You keep using that word. I do not think it means what you think it means.

A chef recently discovered that boiled cabbage, alfredo sauce, and raspberry jelly made for a terrible meal. Every restaurant that tried to serve it received terrible reviews from their customers.

And so he concluded that tacos are a terrible meal and went on to write a few articles about how we need to kill the taco and be vigilant for the next time it starts creeping up again.

The only trouble is that “boiled cabbage, alfredo sauce, and raspberry jelly” don’t describe any taco that I’ve ever heard of. You might say such a combination is a known anti-pattern in cuisine. Unless you’re four. I could imagine a four-year-old being into that sort of thing.

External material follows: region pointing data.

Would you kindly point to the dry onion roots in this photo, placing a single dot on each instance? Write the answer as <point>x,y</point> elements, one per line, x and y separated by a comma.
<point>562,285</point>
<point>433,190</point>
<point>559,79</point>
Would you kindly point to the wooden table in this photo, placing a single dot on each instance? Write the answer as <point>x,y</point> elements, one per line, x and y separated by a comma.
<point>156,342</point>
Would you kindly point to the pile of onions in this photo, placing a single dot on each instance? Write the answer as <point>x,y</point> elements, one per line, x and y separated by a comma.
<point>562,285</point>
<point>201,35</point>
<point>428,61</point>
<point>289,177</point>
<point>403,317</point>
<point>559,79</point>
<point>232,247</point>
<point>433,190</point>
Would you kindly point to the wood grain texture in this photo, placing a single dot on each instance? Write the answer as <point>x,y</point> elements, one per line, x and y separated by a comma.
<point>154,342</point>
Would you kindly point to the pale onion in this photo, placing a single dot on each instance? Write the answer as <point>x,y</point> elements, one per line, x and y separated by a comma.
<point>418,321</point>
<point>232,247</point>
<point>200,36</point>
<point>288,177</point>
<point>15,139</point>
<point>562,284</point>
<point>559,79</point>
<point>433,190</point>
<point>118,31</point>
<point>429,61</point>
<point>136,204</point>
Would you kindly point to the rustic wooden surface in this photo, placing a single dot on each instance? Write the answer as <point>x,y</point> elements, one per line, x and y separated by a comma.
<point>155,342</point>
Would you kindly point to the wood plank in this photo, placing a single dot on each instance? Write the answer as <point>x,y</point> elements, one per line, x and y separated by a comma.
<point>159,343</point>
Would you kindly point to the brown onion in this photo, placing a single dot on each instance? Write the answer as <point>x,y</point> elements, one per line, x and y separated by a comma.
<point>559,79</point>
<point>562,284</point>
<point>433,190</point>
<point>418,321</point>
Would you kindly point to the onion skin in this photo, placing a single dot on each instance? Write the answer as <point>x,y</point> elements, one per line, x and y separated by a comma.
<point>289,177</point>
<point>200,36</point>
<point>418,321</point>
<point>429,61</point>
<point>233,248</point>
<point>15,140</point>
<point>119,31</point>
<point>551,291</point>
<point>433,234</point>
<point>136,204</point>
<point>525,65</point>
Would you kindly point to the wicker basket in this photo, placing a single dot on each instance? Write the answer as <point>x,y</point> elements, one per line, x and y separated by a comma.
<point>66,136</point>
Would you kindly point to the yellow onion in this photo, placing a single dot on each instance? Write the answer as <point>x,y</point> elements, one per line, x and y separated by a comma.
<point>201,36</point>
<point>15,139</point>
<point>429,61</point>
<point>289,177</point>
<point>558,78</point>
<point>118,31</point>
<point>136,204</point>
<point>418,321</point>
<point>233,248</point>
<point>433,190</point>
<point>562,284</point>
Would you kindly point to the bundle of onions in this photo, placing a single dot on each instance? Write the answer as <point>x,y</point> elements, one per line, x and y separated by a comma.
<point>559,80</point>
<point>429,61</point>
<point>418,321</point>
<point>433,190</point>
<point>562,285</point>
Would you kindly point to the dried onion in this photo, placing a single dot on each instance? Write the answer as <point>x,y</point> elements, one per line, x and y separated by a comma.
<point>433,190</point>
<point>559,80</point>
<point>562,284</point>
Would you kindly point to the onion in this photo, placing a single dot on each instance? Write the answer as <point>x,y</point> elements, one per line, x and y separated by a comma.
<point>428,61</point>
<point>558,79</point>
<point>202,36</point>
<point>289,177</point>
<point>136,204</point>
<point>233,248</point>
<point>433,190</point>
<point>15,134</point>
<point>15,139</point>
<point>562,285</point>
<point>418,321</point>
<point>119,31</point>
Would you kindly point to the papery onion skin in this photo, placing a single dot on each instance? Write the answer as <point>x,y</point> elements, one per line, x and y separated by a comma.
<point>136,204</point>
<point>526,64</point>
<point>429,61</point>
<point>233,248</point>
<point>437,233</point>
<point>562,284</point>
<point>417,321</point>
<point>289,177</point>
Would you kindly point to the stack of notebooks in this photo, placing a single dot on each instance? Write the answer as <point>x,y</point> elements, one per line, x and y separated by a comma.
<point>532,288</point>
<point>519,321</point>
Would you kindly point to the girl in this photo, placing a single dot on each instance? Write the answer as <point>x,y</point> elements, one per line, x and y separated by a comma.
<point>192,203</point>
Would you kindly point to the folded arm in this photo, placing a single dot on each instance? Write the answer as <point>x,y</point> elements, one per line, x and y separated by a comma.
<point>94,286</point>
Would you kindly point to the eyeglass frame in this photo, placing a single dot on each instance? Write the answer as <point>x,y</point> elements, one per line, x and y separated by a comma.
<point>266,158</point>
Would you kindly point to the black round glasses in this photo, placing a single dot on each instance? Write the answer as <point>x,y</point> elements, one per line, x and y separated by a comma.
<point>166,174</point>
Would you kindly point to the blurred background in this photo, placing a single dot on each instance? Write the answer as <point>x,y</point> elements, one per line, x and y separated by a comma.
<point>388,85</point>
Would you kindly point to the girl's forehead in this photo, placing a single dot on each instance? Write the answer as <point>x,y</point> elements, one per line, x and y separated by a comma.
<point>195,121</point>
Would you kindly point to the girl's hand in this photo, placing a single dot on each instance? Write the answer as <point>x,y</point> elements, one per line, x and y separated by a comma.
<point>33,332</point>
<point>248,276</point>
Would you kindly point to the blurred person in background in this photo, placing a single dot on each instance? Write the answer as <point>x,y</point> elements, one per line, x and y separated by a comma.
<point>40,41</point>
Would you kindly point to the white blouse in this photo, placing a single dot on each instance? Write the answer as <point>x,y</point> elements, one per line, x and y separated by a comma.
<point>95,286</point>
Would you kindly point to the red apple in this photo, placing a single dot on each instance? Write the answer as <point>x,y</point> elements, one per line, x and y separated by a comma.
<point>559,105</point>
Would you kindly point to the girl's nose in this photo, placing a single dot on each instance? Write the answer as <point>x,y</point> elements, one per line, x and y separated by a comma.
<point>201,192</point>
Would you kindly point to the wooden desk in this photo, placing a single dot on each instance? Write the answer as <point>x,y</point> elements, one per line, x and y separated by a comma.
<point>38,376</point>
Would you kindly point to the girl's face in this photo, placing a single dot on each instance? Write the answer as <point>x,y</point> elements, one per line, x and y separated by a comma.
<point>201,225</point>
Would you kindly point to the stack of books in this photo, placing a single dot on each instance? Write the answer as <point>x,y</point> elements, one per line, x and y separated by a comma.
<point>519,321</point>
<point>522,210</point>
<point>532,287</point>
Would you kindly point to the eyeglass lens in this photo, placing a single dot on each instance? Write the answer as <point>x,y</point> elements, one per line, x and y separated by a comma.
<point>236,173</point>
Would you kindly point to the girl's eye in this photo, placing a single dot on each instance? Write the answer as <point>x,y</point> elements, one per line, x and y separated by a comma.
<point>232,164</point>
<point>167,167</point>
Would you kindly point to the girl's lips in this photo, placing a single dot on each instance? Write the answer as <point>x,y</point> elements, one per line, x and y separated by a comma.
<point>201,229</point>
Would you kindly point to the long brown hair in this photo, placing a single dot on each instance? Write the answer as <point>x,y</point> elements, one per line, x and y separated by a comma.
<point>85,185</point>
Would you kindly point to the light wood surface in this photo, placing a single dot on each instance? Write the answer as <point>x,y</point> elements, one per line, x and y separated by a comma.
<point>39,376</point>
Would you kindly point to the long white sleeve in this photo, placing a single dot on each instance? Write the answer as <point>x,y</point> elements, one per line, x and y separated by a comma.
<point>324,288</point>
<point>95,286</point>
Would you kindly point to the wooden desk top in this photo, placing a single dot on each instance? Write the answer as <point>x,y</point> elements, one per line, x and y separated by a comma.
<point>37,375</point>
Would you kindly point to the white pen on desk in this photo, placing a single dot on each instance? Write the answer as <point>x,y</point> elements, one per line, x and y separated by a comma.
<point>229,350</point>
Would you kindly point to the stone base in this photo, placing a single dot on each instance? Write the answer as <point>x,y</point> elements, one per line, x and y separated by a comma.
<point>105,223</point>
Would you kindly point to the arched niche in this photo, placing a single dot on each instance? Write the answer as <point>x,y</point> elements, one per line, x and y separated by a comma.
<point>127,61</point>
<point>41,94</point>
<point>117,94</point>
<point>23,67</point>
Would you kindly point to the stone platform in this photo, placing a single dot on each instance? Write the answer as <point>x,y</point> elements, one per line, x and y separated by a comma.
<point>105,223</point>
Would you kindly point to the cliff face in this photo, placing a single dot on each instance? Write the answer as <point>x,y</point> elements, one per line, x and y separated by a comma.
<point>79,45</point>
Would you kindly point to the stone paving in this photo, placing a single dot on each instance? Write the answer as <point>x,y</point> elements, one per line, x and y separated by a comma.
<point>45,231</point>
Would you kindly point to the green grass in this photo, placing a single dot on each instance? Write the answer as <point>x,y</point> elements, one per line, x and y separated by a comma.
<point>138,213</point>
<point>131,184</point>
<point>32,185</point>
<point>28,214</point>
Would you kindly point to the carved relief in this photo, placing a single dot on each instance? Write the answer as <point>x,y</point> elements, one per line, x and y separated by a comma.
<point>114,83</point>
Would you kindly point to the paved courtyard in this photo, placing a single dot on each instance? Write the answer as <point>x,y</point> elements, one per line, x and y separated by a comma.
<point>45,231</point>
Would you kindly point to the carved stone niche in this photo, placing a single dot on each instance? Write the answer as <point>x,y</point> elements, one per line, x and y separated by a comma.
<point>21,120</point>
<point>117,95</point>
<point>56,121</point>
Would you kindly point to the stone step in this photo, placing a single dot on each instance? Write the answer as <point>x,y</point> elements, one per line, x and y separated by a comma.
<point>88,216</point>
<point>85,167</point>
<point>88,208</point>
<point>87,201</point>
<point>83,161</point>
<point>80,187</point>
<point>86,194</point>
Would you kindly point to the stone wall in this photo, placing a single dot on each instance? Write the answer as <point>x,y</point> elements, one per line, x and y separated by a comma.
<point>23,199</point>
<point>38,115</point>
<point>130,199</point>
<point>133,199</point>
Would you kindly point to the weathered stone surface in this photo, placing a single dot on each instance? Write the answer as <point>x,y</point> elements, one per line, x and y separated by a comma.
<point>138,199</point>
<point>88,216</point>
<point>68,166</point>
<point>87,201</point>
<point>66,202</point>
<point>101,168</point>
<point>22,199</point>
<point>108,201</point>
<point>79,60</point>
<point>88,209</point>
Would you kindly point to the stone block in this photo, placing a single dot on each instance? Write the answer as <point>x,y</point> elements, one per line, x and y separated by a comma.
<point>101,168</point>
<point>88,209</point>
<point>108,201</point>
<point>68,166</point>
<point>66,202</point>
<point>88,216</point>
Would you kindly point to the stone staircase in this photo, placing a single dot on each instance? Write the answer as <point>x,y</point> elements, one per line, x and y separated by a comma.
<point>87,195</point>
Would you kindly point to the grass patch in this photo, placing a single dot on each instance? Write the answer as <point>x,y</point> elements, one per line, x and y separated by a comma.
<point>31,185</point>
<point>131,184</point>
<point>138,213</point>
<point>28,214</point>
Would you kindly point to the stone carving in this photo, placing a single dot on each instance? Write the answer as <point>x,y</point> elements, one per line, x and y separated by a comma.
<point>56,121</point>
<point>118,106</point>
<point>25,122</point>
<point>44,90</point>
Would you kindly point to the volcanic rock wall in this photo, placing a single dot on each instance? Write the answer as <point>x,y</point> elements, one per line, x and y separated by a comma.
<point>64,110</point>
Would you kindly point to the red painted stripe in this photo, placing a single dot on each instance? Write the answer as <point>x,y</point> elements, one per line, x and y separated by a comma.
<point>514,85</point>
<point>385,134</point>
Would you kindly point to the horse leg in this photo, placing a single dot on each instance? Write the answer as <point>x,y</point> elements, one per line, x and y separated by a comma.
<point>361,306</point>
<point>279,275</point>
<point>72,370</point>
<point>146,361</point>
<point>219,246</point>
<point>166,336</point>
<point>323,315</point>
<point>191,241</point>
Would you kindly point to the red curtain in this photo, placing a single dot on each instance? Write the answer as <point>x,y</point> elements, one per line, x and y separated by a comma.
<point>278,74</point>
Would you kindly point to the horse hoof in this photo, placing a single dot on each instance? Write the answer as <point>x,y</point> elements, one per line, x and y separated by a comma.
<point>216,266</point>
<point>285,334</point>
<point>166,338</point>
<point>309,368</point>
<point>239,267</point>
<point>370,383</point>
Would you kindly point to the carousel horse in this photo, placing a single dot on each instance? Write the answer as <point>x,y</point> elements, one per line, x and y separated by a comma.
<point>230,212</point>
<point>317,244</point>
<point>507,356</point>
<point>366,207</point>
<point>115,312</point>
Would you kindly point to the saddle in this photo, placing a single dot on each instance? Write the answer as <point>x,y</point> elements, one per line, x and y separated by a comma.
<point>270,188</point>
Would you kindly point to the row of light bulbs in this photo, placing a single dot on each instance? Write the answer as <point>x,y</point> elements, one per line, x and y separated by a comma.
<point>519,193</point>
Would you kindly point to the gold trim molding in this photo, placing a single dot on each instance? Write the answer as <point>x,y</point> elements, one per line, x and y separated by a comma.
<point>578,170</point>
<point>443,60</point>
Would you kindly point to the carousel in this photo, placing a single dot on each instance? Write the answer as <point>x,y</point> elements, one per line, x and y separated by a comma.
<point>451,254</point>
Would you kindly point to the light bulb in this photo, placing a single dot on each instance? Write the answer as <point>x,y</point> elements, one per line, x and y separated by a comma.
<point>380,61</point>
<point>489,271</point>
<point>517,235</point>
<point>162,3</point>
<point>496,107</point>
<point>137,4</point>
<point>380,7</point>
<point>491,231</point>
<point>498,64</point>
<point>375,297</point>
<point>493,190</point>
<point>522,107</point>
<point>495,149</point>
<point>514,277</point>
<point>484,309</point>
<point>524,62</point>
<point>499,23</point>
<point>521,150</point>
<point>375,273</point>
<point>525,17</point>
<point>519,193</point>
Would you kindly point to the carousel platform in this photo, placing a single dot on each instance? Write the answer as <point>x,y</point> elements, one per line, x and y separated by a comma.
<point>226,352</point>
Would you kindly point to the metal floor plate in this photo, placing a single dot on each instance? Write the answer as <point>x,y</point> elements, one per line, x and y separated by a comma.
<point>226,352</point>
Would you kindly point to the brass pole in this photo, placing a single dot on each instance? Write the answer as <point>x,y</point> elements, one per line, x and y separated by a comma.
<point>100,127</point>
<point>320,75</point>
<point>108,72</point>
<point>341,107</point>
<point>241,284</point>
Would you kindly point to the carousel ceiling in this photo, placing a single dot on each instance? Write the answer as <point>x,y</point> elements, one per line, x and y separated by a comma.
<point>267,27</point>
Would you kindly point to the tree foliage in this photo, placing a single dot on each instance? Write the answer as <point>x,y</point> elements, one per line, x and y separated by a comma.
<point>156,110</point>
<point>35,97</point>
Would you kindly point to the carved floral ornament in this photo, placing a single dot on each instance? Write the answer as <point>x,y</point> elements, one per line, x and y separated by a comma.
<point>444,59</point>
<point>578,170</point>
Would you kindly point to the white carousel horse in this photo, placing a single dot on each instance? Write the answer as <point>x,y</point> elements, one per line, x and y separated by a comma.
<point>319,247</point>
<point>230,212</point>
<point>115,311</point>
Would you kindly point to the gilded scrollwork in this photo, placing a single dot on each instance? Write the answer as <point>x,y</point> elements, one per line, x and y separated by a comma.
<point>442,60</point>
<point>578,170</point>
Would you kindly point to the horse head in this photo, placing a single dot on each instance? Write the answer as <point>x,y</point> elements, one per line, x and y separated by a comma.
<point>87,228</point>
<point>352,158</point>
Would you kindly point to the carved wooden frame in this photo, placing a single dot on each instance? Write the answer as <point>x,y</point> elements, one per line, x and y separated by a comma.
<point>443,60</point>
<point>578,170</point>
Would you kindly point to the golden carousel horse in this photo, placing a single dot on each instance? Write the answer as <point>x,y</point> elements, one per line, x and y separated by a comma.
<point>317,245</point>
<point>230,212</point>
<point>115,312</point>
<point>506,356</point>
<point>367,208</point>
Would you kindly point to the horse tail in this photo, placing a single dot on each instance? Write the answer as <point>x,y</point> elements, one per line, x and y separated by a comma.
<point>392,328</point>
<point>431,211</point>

But for the rest of the world, no one would find this discovery to be particularly interesting.

Well, I came across an article from DHH, creator of Ruby on Rails, declaring that “microservices is a zombie architecture” because Amazon’s Prime Video team discovered that a serverless architecture didn’t work very well for them. 🧐

A collection of lambdas and step functions does not a microservices architecture make.

I wasn’t there for the work done on the source article, but from a couple of reads, it seems to demonstrate that when you separate things that belong together, you’ll have a bad time. For example, in the Eventide account-component example, if you run a lambda for each of the different message types that component handles, then all you do is make account-component harder to work on.

The core thing to consider with this article, your system has a logical and physical architecture. The Prime Video team didn’t change their logical architecture. They chose a different physical architecture.

Conceptually, the high-level architecture remained the same.

Microservices aren’t a thing of physical architecture. They’re logical boundaries. When you have good logical boundaries, switching physical architectures becomes possible. When you have bad logical boundaries, no amount of physical architecture change is going to help.

Distributing across bad logical boundaries just takes your problems and adds HTTP to them.